Currency Conversion
Currency exchange rates are used to calculate the Reporting Currencies. Account balances are entered in the company’s local currency. The local currency is converted to the Reporting Currency using the local currency of the company to the Reporting currency selected in the report. This allows for reporting and comparisons in a single currency for all the Companies.
Currency exchange rates are entered for a Leading Currency to an Included currency. The cross rates the be calculated. The cross rates can be seen on the Cross Rates tab on the Currency Conversion page.
The Leading Currency, Reporting Currencies and Included Currencies are set up in the Currency Setup.

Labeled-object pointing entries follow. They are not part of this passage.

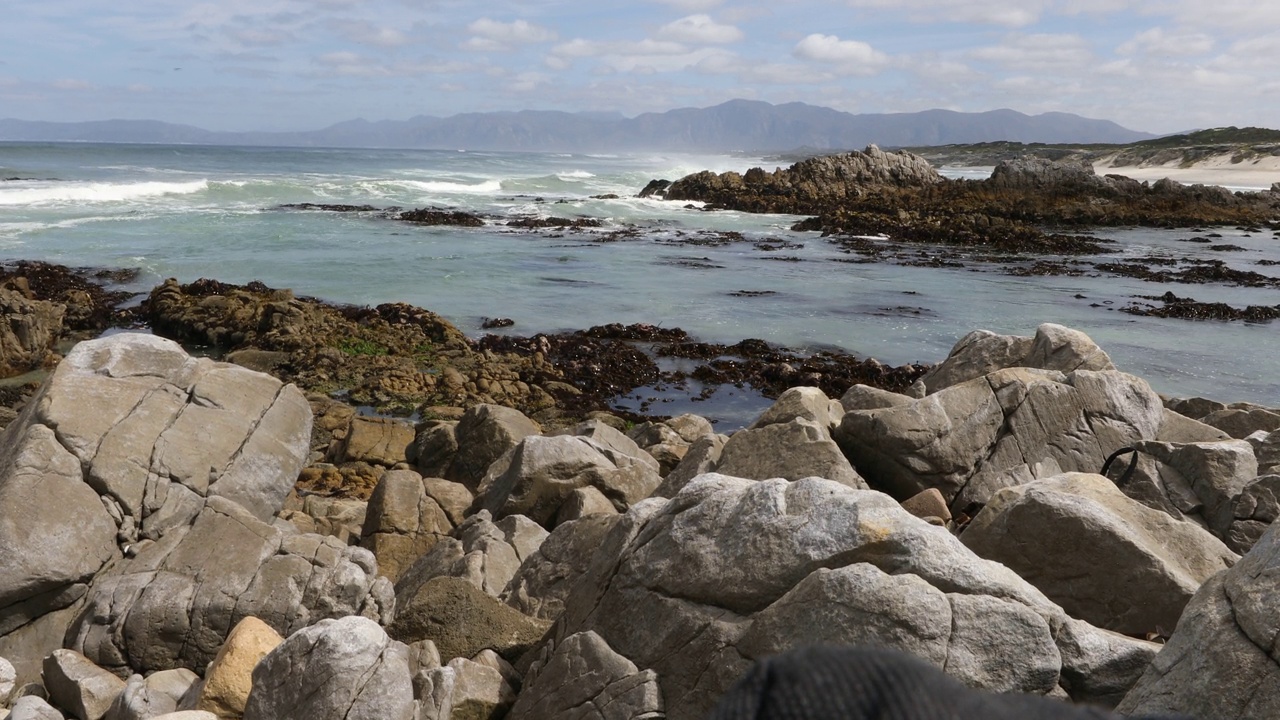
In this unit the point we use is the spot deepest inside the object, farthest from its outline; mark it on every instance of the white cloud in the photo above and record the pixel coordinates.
(1042, 51)
(699, 30)
(1008, 13)
(494, 36)
(74, 85)
(849, 55)
(1156, 41)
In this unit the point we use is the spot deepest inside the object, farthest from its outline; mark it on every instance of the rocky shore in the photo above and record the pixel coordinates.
(170, 552)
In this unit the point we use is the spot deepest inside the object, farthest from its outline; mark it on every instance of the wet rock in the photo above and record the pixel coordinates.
(1106, 559)
(336, 669)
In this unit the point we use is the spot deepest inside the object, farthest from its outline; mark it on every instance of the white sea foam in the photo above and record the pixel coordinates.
(58, 194)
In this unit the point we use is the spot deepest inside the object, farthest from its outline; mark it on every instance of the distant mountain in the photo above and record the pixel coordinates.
(735, 126)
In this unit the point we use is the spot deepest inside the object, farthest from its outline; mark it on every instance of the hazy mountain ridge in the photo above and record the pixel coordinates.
(734, 126)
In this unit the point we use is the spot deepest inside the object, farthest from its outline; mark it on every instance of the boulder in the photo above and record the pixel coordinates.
(1104, 557)
(32, 707)
(584, 678)
(798, 402)
(535, 477)
(1220, 661)
(403, 522)
(698, 587)
(144, 698)
(545, 578)
(462, 620)
(999, 431)
(28, 331)
(80, 687)
(703, 456)
(484, 434)
(378, 441)
(479, 551)
(1255, 510)
(792, 450)
(229, 677)
(174, 602)
(343, 669)
(981, 352)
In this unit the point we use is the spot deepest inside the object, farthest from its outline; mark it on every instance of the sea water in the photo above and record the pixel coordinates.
(192, 212)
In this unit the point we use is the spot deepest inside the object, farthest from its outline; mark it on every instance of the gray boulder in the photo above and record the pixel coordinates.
(545, 578)
(584, 679)
(535, 477)
(1104, 557)
(1221, 659)
(484, 434)
(479, 551)
(80, 687)
(343, 669)
(402, 523)
(176, 601)
(698, 587)
(981, 352)
(792, 449)
(999, 431)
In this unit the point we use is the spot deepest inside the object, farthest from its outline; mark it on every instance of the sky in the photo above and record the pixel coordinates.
(1164, 67)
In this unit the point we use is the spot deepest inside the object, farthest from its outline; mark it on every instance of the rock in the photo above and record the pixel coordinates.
(76, 684)
(434, 447)
(31, 707)
(403, 522)
(1255, 510)
(583, 502)
(584, 678)
(1106, 559)
(8, 680)
(484, 434)
(158, 695)
(177, 600)
(1217, 662)
(545, 578)
(1240, 423)
(479, 551)
(792, 450)
(479, 691)
(28, 331)
(1198, 481)
(703, 456)
(804, 402)
(229, 678)
(462, 620)
(1006, 428)
(928, 504)
(865, 397)
(343, 669)
(698, 587)
(378, 441)
(538, 475)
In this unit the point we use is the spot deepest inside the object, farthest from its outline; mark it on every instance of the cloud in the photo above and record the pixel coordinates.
(493, 36)
(850, 55)
(1042, 51)
(1156, 41)
(691, 5)
(371, 35)
(699, 30)
(73, 85)
(1008, 13)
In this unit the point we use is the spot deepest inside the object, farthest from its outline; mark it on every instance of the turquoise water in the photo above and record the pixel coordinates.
(192, 212)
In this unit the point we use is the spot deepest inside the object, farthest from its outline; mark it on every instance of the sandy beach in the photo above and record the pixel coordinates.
(1249, 174)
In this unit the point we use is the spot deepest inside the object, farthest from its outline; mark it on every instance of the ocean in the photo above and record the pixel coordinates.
(192, 212)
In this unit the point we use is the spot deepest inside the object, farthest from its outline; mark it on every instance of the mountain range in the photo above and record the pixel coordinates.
(745, 126)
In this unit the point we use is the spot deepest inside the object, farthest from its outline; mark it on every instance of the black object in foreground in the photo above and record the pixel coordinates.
(858, 683)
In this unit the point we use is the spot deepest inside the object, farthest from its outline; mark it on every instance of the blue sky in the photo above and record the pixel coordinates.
(302, 64)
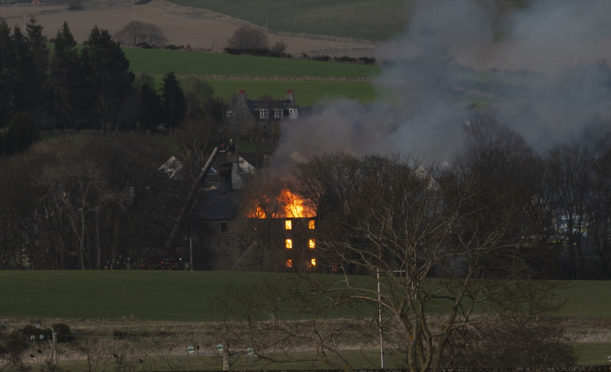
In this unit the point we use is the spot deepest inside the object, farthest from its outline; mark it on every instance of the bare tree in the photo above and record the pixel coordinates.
(247, 38)
(141, 34)
(402, 224)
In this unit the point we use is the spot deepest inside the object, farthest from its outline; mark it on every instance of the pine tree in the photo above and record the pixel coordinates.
(7, 74)
(173, 103)
(109, 78)
(39, 74)
(67, 81)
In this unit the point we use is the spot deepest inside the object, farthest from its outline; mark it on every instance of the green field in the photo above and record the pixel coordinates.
(312, 81)
(187, 296)
(307, 92)
(363, 19)
(159, 62)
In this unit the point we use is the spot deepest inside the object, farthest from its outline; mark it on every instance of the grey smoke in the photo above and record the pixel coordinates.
(557, 85)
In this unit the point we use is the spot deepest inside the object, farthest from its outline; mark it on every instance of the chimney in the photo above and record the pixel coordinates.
(242, 96)
(225, 181)
(290, 95)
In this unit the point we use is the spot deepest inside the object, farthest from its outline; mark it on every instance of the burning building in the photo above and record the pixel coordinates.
(237, 229)
(286, 226)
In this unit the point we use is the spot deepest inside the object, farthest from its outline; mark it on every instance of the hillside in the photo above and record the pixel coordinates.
(199, 28)
(360, 19)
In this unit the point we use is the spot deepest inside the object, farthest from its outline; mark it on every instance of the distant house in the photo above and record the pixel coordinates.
(260, 118)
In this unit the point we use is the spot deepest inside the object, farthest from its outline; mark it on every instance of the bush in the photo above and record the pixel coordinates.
(247, 38)
(63, 333)
(138, 33)
(32, 333)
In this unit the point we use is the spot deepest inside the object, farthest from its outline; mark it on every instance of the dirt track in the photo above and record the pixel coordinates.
(199, 28)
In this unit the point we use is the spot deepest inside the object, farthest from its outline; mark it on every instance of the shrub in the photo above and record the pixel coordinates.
(137, 33)
(63, 333)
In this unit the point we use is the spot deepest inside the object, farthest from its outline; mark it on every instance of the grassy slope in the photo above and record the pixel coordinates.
(311, 80)
(363, 19)
(183, 296)
(307, 92)
(153, 61)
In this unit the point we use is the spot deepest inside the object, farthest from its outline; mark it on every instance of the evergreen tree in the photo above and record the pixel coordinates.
(7, 74)
(26, 81)
(67, 81)
(39, 54)
(173, 103)
(19, 135)
(149, 113)
(110, 79)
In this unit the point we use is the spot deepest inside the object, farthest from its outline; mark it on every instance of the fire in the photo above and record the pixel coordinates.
(286, 205)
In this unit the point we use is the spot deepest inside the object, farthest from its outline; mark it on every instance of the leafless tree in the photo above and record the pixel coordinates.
(402, 224)
(247, 38)
(138, 33)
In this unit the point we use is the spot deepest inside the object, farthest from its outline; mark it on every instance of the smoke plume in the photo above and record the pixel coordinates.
(540, 68)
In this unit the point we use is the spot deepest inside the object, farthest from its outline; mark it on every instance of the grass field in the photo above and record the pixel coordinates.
(187, 296)
(363, 19)
(156, 61)
(307, 92)
(311, 80)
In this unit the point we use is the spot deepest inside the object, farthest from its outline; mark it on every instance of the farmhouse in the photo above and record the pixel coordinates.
(233, 230)
(260, 119)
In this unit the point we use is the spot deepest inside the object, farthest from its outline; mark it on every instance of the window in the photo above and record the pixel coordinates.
(311, 243)
(311, 224)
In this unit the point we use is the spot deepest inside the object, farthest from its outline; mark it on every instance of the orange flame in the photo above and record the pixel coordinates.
(289, 205)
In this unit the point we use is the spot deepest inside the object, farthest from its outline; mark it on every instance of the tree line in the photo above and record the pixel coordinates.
(59, 85)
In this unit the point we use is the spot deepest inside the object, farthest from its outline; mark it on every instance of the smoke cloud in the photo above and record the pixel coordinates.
(540, 68)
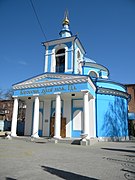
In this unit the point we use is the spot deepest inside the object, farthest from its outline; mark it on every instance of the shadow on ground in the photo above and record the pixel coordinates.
(65, 174)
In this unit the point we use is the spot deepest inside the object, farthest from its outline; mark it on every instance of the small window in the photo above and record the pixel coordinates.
(93, 74)
(78, 55)
(60, 61)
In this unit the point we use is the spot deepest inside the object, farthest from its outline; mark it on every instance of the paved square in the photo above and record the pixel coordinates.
(24, 160)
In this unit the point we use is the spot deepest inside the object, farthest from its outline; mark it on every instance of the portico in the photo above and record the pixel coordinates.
(57, 98)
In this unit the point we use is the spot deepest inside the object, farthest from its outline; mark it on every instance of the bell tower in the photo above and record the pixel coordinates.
(65, 32)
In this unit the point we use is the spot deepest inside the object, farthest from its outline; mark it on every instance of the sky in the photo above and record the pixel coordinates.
(106, 28)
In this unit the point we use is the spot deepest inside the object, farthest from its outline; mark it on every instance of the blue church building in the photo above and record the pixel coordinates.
(73, 96)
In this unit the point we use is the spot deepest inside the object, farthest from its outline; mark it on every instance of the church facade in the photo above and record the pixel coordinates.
(73, 96)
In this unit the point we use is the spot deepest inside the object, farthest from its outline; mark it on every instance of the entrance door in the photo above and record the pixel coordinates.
(63, 127)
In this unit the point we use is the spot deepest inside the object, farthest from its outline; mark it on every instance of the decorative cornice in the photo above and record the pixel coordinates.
(113, 92)
(57, 82)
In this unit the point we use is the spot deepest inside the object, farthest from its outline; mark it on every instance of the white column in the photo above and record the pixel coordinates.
(57, 117)
(36, 118)
(86, 114)
(14, 118)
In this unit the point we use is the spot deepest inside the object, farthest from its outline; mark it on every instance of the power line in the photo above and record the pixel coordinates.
(38, 19)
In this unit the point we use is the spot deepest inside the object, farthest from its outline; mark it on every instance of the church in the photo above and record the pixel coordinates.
(73, 96)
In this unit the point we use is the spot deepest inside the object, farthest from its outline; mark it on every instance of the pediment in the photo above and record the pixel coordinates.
(50, 79)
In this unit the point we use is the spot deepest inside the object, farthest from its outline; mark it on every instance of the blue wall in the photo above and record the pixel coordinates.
(111, 85)
(111, 116)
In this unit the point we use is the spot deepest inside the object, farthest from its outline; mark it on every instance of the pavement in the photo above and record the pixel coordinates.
(27, 160)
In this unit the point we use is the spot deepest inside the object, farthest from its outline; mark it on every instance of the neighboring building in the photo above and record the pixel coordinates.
(6, 109)
(73, 96)
(131, 109)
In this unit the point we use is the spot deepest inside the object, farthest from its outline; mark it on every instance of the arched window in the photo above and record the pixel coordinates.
(93, 74)
(60, 61)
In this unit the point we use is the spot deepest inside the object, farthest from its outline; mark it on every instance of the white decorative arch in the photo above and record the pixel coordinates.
(94, 72)
(54, 50)
(78, 120)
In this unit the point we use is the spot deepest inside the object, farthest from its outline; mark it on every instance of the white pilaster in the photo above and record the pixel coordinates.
(36, 118)
(57, 117)
(14, 118)
(92, 118)
(86, 114)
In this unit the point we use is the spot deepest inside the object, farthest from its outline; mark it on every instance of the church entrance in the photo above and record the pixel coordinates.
(63, 127)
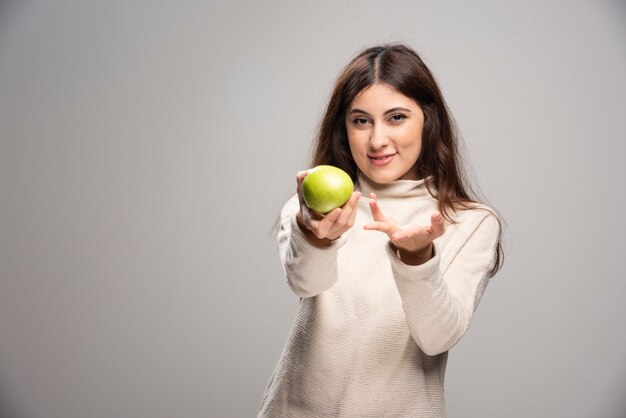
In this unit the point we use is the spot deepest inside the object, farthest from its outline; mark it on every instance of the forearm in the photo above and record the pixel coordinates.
(310, 269)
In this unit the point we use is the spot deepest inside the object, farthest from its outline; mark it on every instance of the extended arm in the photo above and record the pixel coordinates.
(439, 306)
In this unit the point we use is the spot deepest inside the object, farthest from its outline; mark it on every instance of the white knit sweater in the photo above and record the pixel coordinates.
(372, 334)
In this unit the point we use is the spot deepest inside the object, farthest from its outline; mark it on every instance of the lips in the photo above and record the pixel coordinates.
(382, 159)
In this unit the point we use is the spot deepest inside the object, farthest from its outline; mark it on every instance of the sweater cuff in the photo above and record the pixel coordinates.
(301, 241)
(426, 271)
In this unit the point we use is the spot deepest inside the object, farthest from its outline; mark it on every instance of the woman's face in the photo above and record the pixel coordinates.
(385, 133)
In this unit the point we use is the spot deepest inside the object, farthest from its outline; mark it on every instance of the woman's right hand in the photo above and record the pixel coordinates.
(323, 229)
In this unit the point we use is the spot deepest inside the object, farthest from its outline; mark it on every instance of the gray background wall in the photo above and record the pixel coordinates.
(147, 147)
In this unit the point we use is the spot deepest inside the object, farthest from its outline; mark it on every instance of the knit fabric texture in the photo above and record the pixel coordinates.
(372, 334)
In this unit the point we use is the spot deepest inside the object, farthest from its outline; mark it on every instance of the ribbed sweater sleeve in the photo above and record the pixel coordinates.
(310, 270)
(438, 305)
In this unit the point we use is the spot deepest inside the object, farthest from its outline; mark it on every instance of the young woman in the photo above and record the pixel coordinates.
(388, 282)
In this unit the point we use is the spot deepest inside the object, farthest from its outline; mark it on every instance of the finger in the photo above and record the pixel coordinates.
(349, 209)
(377, 213)
(299, 178)
(326, 224)
(437, 226)
(385, 227)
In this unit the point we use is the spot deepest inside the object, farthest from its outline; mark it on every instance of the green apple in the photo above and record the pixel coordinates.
(326, 187)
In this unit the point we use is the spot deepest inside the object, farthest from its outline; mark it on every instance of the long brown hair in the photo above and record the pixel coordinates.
(401, 67)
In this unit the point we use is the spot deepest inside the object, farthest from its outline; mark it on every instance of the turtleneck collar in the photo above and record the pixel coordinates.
(398, 188)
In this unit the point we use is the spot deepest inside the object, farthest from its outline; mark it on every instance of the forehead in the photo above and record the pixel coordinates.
(381, 96)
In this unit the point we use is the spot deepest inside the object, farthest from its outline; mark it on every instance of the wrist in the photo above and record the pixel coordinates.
(414, 258)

Currency exchange rates are entered by month. Each month has an average currency exchange rate and closing monthly exchange rate. The average currency rate is the monthly average of the daily currency rates for the month. The average currency rate is used to calculate the Profit and Loss accounts reporting currencies. The closing currency rate is the currency rate at the end of the month. The closing currency rate is used to calculate the reporting currency for Balance Sheet accounts.
All included Currencies must have a monthly exchange rate entered in the Default Currency tab in the Currency Conversion page. Specific monthly exchange rates for a given company and account can be entered in the Specific Rates tab. The specific exchange rate is used instead of the default exchange rate when calculating the company and account that have specific exchange rates.
If the Currency Version is being used by a Planning Version, then future exchange rates must be entered to cover the planning months.